Re: [PATCH V3 0/4] Define coherent device memory node

From: Jerome Glisse
Date: Tue Feb 21 2017 - 15:14:51 EST

On Tue, Feb 21, 2017 at 06:39:17PM +0530, Anshuman Khandual wrote:
> On 02/17/2017 07:02 PM, Mel Gorman wrote:
> > On Fri, Feb 17, 2017 at 05:11:57PM +0530, Anshuman Khandual wrote:
> >> On 02/15/2017 11:50 PM, Mel Gorman wrote:
> >>> On Wed, Feb 15, 2017 at 05:37:22PM +0530, Anshuman Khandual wrote:


> >> * The placement of the memory on the buffer can happen on system memory
> >> when the CPU faults while accessing it. But a driver can manage the
> >> migration between system RAM and CDM memory once the buffer is being
> >> used from CPU and the device interchangeably.
> >
> > While I'm not familiar with the details because I'm not generally involved
> > in hardware enablement, why was HMM not suitable? I know HMM had it's own
> > problems with merging but as it also managed migrations between RAM and
> > device memory, how did it not meet your requirements? If there were parts
> > of HMM missing, why was that not finished?
> These are the reasons which prohibit the use of HMM for coherent
> addressable device memory purpose.
> (1) IIUC HMM currently supports only a subset of anon mapping in the
> user space. It does not support shared anon mapping or any sort of file
> mapping for that matter. We need support for all mapping in the user space
> for the CPU/device compute to be effective and transparent. As HMM depends
> on ZONE DEVICE for device memory representation, there are some unique
> challenges in making it work for file mapping (and page cache) during
> migrations between system RAM and device memory.

I need to debunk that. HMM does not support file back page (or share memory)
for a single reason: CPU can not access HMM memory. If the device memory is
accessible from CPU in cache coherent fashion then adding support for file
back page is easy. There is only an handfull of place in the filesystem that
assume page are on the lru and all that is needed is allowing file back page
to not be on the lru.
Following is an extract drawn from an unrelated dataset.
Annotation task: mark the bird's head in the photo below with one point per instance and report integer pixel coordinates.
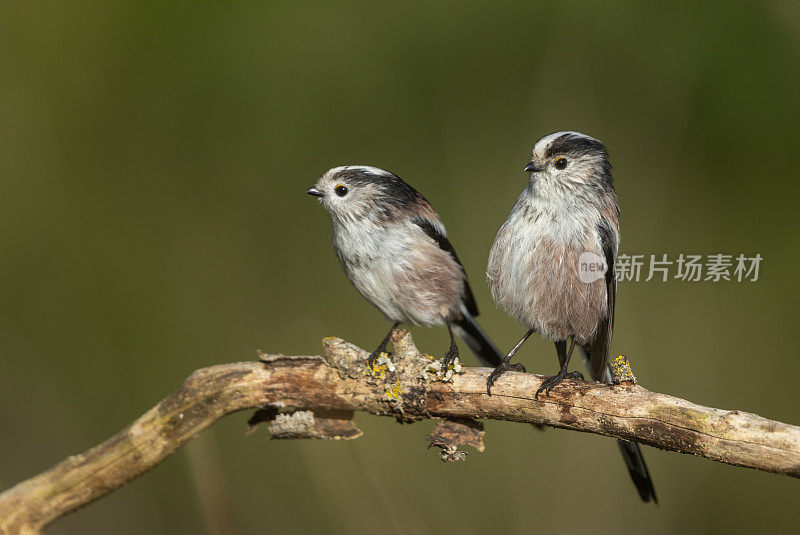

Extra thing would be to forbid GUP but that is easy.

> (2) ZONE_DEVICE has been modified to support un-addressable memory apart
> from addressable persistent memory which is not movable. It still would
> have to support coherent device memory which will be movable.

Again this isn't how it is implemented. I splitted the un-addressable part
from the move-able property. So you can implement addressable and moveable
memory using HMM modification to ZONE_DEVICE.

> (3) Application cannot directly allocate into device memory from user
> space using existing memory related system calls like mmap() and mbind()
> as the device memory hides away in ZONE_DEVICE.

That's true but this is deliberate choice. From the begining my choice
have been guided by the principle that i do not want to add or modify
existing syscall because we do not have real world experience with this.

Once HMM is use with real world workload by people other than me or
NVidia and we get feedback on what people writting application leveraging
this would like to do. Then we might start thinking about mbind() or other
API to expose more policy control to application.

For time being all policy and migration decision are done by the driver
that collect hint and statistic from the userspace driver of the GPU.
So this is all device specific and it use existing driver mechanism.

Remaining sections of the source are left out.